Do lado de fora, Daniela Silva, cliente da Cercicoa há alguns anos, espera pelo “Diário do Alentejo” (“DA”) com um sorriso. “Quando é que isto sai?”, pergunta apressadamente.
A jovem de 30 anos, que atualmente se encontra numa das residências de autonomização e inclusão (RAI) da instituição, chegou à Cercicoa “descontrolada”, com alguns “negócios com computadores e telemóveis”, fugas de táxi e uma história de vida “um bocadinho difícil”. Ao “DA” conta que o período de adaptação foi “muito complicado”, mas que a pandemia da covid-19 e a permanência na instituição a fizeram mudar “completamente”.
“Os técnicos e todos, em geral, têm-me ajudado bastante, [principalmente] com a minha autoestima. Às vezes tenho as minhas crises de choro, [mas] isto é uma casa. É a minha segunda casa ou a primeira, não sei. É uma família”, garante.
Em 1979, data de fundação da entidade, o propósito assumido pela Cercicoa era o de ser uma escola de ensino especial vocacionada para crianças e jovens com necessidades educativas especiais de limitação à atividade e à participação, porém, depressa surgiu a urgência de se criarem “novas soluções adequadas às diferentes etapas de desenvolvimento dos clientes”. A resposta social onde Daniela Silva está inserida, criada em 2012, foi uma dessas adaptações.

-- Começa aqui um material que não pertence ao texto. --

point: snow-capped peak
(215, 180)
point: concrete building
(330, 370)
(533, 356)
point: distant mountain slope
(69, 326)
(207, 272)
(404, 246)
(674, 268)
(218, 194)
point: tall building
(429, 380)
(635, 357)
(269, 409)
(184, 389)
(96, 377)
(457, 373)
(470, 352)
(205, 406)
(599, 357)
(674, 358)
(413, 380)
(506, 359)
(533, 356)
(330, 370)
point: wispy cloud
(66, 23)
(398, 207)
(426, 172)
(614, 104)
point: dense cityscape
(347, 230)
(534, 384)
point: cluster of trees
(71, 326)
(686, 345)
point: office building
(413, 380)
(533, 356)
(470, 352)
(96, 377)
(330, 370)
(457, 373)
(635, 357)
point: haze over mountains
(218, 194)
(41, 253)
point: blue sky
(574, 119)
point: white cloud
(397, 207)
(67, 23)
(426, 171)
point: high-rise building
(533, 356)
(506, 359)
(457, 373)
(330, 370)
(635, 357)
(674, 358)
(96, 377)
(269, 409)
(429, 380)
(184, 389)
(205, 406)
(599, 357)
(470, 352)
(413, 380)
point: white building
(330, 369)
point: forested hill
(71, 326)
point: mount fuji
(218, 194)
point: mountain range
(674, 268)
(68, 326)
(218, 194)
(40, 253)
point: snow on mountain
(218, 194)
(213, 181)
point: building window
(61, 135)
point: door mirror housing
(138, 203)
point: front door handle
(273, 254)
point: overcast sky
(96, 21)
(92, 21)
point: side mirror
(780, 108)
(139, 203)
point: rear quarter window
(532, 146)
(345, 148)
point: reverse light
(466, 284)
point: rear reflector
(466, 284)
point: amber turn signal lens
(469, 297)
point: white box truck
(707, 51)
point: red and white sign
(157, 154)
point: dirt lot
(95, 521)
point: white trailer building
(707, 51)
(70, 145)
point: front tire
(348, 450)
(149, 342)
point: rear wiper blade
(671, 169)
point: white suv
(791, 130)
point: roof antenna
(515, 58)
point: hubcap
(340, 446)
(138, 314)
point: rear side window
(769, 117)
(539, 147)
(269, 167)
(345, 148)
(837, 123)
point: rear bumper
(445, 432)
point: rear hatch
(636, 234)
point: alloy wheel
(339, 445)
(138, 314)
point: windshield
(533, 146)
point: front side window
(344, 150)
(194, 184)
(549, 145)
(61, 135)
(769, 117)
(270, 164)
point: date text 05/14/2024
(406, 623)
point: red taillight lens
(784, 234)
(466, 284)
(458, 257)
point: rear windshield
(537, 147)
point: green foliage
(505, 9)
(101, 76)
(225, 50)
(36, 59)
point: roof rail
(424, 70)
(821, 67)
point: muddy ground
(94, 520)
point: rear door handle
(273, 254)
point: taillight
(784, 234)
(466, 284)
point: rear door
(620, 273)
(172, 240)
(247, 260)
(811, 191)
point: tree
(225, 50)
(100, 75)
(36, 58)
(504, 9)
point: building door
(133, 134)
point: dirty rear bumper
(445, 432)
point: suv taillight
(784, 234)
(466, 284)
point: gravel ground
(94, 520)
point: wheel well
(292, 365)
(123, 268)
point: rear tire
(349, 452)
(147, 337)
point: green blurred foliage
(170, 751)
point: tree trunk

“Neste momento temos 15 [valências] e costumamos dizer que trabalhamos dos zero aos 100. Temos uma equipa de intervenção precoce que trabalha ainda com grávidas e com crianças até aos seis anos e depois os lares residenciais não têm limite de idade, [assim como] os centros de atividades e capacitação para a inclusão (CACI) e os centros de apoio à vida independente (CAVI)”, explica o presidente da Cercicoa, António Matias.
Para a entidade, o principal objetivo deste tipo de intervenções passa por desenvolver nos clientes “o gosto por aprender”, capacitando-os para “realizar as suas tarefas” de forma autónoma e responsável, a fim de “ultrapassar as [suas] dificuldades [e] explorando ao máximo os seus talentos, aptidões e relações”.
No ano em que se assinalam 45 anos desde o início do seu funcionamento, para António Matias, o balanço do trabalho da instituição é “bastante positivo”. A criação de “novas respostas”, em especial, na última década, é um sinal de que “a organização está atenta às necessidades da comunidade e vai criando respostas para que possa, de alguma forma, minimizar o impacto que as deficiências ou doenças mentais têm na vida das pessoas”.
“Temos crescido, mas adaptando as respostas àquilo que são as necessidades dos nossos clientes e das listas que temos. Nós tivemos a escolaridade, que depois terminou, mas estas crianças na altura já precisavam de outro tipo de resposta, não podiam ficar sem nada. E foi assim que fomos crescendo”, relembra Ana Filipa Guerreiro, diretora do CACI.
Atualmente, a Cercicoa conta com seis instalações de apoio aos serviços – Lar D. Dinis, em Ourique, centro de apoio técnico administrativo (CATA), em Almodôvar, sede, também em Almodôvar, RAI, em Almodôvar e Castro Verde, CACI, em Grandaços (Ourique) – e 110 trabalhadores, apoiando anualmente entre 700 e 800 clientes.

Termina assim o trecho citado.